Pianist James Boyk, Midwest-reared, Harvard-educated, is recognized internationally for his concert albums and his teaching and writing. For 30 years, he was Pianist in Residence at California Institute of Technology, and is on the 2011 faculty of the International Keyboard Institute and Festival, in New York. He lives in Los Angeles.

Bio: a "Renaissance Man"

James Boyk was Midwest born and reared (not in Wisconsin!), and public-school educated. His performing temperament showed when he insisted on "playing" at his teacher's spring recital before he knew how. Good-natured applause from the assembled parents satisfied him, and he sat down, content.
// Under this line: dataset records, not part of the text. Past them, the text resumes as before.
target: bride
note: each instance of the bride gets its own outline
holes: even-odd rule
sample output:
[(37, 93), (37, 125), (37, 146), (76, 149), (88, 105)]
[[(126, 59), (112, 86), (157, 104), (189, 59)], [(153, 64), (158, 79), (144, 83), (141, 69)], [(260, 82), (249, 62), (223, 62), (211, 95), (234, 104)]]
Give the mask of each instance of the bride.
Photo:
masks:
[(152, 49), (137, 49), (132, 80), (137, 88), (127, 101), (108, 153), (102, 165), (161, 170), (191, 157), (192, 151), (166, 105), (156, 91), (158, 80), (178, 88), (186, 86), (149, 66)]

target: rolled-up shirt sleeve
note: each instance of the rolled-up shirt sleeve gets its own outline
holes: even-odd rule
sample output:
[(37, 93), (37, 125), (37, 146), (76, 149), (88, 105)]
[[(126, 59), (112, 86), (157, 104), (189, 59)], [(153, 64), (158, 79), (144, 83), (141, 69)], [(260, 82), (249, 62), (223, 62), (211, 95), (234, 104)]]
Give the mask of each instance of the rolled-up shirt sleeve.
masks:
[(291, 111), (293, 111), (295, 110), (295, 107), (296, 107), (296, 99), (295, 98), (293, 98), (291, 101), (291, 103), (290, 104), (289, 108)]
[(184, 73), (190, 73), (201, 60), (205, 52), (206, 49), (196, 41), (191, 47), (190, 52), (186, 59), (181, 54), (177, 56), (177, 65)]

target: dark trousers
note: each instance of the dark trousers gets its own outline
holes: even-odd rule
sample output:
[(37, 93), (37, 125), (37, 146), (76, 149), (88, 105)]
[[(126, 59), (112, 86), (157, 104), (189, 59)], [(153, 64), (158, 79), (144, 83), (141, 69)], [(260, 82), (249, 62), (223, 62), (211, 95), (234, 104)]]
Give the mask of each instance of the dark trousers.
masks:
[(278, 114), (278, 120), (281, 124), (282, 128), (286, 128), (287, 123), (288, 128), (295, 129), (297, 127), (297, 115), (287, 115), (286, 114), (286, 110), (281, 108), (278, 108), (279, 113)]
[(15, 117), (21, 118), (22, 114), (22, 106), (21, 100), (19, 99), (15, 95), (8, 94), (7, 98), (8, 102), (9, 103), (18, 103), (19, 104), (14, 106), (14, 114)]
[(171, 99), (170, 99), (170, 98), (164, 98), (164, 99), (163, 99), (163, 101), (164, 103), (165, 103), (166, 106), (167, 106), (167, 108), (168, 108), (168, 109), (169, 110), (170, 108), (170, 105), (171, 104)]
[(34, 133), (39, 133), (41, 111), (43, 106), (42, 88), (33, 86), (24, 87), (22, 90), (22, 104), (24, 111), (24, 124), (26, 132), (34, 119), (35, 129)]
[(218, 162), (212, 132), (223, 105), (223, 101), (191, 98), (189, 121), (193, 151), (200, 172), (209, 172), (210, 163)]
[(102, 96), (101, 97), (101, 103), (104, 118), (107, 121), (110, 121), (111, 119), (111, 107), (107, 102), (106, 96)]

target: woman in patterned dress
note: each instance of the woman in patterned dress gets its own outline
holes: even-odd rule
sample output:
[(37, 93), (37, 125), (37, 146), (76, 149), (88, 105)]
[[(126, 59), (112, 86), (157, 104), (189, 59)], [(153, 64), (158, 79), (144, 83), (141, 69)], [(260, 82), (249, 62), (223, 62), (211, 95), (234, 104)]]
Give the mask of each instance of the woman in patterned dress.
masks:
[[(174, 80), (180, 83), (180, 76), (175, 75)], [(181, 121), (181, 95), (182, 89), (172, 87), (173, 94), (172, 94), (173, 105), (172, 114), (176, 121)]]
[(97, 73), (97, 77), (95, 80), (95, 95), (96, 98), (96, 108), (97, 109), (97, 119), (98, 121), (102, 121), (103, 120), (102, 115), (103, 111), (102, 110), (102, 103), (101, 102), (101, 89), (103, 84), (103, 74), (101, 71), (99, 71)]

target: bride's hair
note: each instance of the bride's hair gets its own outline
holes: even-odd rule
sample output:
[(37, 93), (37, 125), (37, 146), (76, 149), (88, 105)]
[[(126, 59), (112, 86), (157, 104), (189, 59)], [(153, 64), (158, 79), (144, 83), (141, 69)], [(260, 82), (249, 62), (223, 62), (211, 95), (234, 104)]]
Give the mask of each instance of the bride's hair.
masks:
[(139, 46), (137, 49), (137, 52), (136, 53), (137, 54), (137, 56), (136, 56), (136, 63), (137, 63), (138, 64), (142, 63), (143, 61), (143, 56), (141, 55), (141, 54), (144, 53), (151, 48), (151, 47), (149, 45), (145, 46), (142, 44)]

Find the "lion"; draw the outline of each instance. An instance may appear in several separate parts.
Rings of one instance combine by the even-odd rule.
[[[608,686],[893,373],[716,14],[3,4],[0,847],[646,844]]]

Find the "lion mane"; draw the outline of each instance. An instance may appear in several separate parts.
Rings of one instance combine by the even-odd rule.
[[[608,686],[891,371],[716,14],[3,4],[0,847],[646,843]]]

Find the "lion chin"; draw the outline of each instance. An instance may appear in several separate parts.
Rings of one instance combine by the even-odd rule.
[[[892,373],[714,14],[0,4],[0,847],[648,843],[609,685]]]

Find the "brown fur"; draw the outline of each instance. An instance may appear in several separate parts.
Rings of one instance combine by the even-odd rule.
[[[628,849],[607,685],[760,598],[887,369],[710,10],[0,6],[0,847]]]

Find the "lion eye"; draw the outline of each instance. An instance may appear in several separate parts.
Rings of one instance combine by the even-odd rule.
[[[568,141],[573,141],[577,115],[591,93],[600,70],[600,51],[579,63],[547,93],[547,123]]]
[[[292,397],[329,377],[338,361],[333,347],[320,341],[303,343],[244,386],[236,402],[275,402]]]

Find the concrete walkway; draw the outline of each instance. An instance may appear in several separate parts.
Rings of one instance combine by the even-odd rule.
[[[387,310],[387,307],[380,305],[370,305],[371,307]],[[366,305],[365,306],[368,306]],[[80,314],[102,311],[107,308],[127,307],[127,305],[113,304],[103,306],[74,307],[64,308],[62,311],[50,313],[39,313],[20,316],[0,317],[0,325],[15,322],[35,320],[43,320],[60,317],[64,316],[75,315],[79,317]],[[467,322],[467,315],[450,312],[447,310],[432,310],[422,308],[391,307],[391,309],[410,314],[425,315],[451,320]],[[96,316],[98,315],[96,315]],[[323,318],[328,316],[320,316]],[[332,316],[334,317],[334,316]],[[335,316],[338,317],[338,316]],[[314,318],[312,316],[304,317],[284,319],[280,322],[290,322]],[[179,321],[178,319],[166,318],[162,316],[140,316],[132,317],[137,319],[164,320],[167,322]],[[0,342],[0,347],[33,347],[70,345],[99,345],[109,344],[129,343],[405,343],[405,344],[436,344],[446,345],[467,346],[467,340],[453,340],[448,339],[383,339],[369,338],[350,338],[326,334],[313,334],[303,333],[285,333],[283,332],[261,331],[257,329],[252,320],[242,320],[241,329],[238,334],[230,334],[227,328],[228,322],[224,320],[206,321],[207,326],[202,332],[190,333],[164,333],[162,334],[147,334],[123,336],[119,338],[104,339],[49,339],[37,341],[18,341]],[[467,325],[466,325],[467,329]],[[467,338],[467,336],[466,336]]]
He debuted in recital at 12, and with the Toledo Orchestra under Joseph Hawthorne at 16. At Harvard, he earned an AB in mathematics while giving numerous recitals, appearing on radio and TV, and touring as soloist with the orchestra under James Yannatos. For his MFA at California Institute of the Arts, he taught courses of his own devising. His teachers included Leonid Hambro, Aube Tzerko, Gregory Tucker and Henry Harris.

Boyk's early work life ranged from electronic construction to "gofer" to mathematician-programmer jobs in aerospace, education and chemical manufacturing. Even after settling on a career in music, he went through a crisis at 25 and didn't touch the piano for 18 months. (It turned out that this was caused by winning a competition.) He is thus familiar with many kinds of work, and with the career tensions of characters in Out of Tune Piano Blues.

Often called a "Renaissance man," he is a—

—Concert pianist and recording artist, and master teacher of piano. For 30 years, he was Pianist in Residence at California Institute of Technology, where his informal music/talk sessions were attended by all, from freshmen to Nobel Prize-winners; and his recitals were Standing Room Only. In 2011, he will serve on the faculty of "America's most prestigious piano festival," the International Keyboard Institute and Festival, in New York City.

—Recording engineer-producer working "on both sides of the microphone" for his own albums; also recording others like the Los Angeles Philharmonic and Japan's KODO Drummers.

—Scientific researcher in musical sound and audio. As Lecturer in Music in Electrical Engineering at Caltech, he devised and taught the course, "Projects in Music and Science," which carried credit in Music, Electrical Engineering, and Computer Science, and was imitated at the University of Reading (England).

—Writer of a book for musicians, To Hear Ourselves As Others Hear Us. "Two weeks with this book did my playing more good than four years of doctoral-level lessons," says one performer/teacher. He has written for Scientific American, Whole Earth Catalog, Los Angeles Times Magazine, and other publications.